Spring Waltz

The bad thing about me isn’t even that I buy, or I buy a lot.  It’s that I buy a lot at once.  With my current drama drought (I have a list to watch, but for some reason I’m not feeling up to it), I suddenly want to rewatch my all favorites over again.  So I put a temporarily stop on my manga buying rampage and instead went on a drama shopping spree.

Spring Waltz was the first of my orders to arrive and oh how gorgeous it is!!  The picture does it no justice.  I was expecting one of those standard cardboard boxes with DVD cases inside like my other YA boxsets.  But hot damn, YA went special treatment on this one.  The cardboard outer box is made with really nice textured paper.  The title’s printed with metallic foil.  On the inside, the DVD cases are the fold-out kind, so you get extra photos printed on them.  The collector in me was squealing in delight when I first opened the package.
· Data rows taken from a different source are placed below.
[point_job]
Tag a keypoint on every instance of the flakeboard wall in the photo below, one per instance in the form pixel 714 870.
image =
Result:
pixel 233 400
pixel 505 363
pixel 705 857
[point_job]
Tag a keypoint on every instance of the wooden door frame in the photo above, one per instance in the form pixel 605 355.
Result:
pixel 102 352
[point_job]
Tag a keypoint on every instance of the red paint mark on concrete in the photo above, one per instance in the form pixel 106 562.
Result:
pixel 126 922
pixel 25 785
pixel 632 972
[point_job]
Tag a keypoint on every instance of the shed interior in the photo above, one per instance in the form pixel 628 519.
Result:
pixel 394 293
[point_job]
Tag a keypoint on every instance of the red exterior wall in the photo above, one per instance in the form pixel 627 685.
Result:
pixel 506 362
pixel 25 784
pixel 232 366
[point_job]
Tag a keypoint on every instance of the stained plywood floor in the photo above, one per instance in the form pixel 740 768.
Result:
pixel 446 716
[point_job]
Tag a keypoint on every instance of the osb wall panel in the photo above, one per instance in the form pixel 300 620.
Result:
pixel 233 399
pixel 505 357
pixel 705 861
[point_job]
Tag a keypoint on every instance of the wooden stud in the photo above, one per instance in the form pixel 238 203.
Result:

Okay, now that the shallow part of me is done obsessing over presentation, let’s talk about the actual content.  Spring Waltz is the last installment of the Four Seasons dramas.  In case you’re like “what the hell are these Four Seasons dramas,” click here for a 101 course.  Her post is funny even if we differ in opinions.  But if you’re a seasoned
(har har) drama watcher, there’s nothing new about Spring Waltz that you haven’t seen before.  There’s birth secrets, childhood sweethearts, shitty parents, clingy fiances, etc and etc.  So maybe I’ve scared half of you away, but if you’re a sucker for all things romantic like I am, please stay aboard.  There’s a script on the boxset that writes “What love is all about” and the sentence really nails the drama for me.  Even with a cliche premise, there’s something sweet and genuine about the main couple that makes their romance believable despite contrived plots elsewhere.
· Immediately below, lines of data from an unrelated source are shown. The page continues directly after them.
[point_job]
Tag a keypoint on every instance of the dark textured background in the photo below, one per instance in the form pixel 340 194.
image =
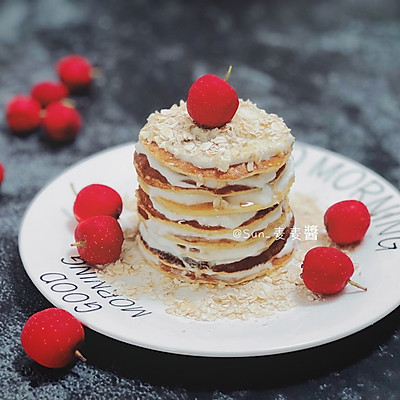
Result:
pixel 330 69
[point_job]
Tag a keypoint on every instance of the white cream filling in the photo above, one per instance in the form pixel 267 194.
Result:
pixel 164 228
pixel 206 253
pixel 226 221
pixel 263 196
pixel 177 179
pixel 223 277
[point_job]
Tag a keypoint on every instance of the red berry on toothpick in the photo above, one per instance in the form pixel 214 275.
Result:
pixel 53 337
pixel 327 270
pixel 97 199
pixel 347 221
pixel 61 121
pixel 2 172
pixel 99 239
pixel 76 72
pixel 23 114
pixel 212 101
pixel 47 92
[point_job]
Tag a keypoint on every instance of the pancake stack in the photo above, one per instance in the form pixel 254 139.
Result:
pixel 213 203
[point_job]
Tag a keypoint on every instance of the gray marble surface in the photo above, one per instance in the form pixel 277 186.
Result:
pixel 330 69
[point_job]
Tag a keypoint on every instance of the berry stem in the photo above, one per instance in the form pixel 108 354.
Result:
pixel 82 244
pixel 80 356
pixel 96 72
pixel 228 74
pixel 357 285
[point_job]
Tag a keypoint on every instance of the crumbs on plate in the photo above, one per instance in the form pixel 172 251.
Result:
pixel 279 290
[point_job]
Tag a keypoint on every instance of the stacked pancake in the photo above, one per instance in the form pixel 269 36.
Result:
pixel 213 203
Theirs isn’t a Cinderella-Prince Charming story.  They’re more of a Romeo-Juliet pairing, which is actually rarer in Kdramas for some reason.  Yes, he comes from a more prestigious family and she from a less advantageous background.  But I think it had jack do to with their relationship.  What kept them apart was ironically his original
miserable past, not his new shiny present.  I also find it refreshing that although he comes from a well-to-do family, they don’t own half of Korea and his trade isn’t in the family business.
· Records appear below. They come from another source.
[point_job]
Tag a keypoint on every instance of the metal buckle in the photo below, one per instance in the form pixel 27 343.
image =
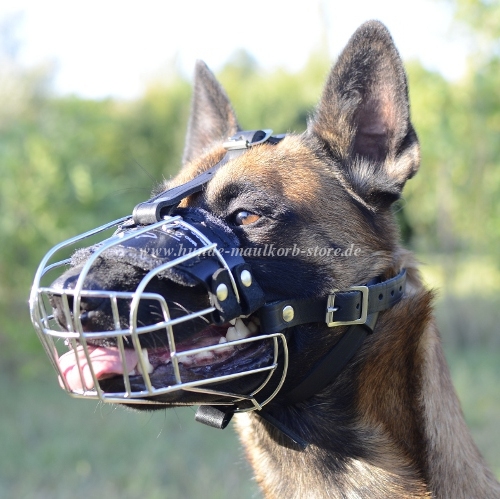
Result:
pixel 331 309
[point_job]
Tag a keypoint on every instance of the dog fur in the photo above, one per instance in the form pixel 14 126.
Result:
pixel 390 425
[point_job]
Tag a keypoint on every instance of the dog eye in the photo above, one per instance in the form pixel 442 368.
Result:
pixel 245 217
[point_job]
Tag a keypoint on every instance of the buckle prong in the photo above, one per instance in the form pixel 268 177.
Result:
pixel 331 309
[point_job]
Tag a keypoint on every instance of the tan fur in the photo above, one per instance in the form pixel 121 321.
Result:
pixel 390 424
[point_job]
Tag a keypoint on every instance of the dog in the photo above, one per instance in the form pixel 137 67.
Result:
pixel 364 406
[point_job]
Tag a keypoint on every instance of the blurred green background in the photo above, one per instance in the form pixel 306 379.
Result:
pixel 69 164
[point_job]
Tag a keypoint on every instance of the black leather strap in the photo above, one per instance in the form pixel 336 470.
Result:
pixel 332 364
pixel 348 305
pixel 155 209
As for their chemistry, I am rating it adorably swoontastic.  This is Han Hyo Joo’s first leading role, and also my favorite of her performances.  Maybe it was her “greenness” but she has a very easy charm to her Suh Eunyoung.  She was sweet and natural, and as fresh as Spring.  Her interaction with Suh Doyoung was also accordingly natural.  They’re not your fun bickering pair, or your sexy passionate pair.  They’re the tender pair of pure unadulterated love, if such a thing exists.  They actually kiss, and hug, and show affection far more than your average kdrama couple and yet everything was still PG chaste.  That’s because everything they do has a sentimental implication rather than a physical one.  They just sorta radiate in each other’s presence and envelop themselves in a happy bubble away from everything else.  This type of innocent love story could’ve fallen flat if acted by more veteran actors because they might just roll their eyes and say “I did this 10 dramas ago” but I believe because these two were amateurs, they didn’t have the skills or experience to just call in a performance and therefore they embraced their roles with such sincerity.

I can’t quite recommend Spring Waltz to everyone because I know it’s not majorly popular even among melo fans.  But if you’re in the mood, watching it for the atmosphere alone is great.  Don’t try to think too hard.  Get in tune with your sentimentality while enjoying the wonderful cinematography.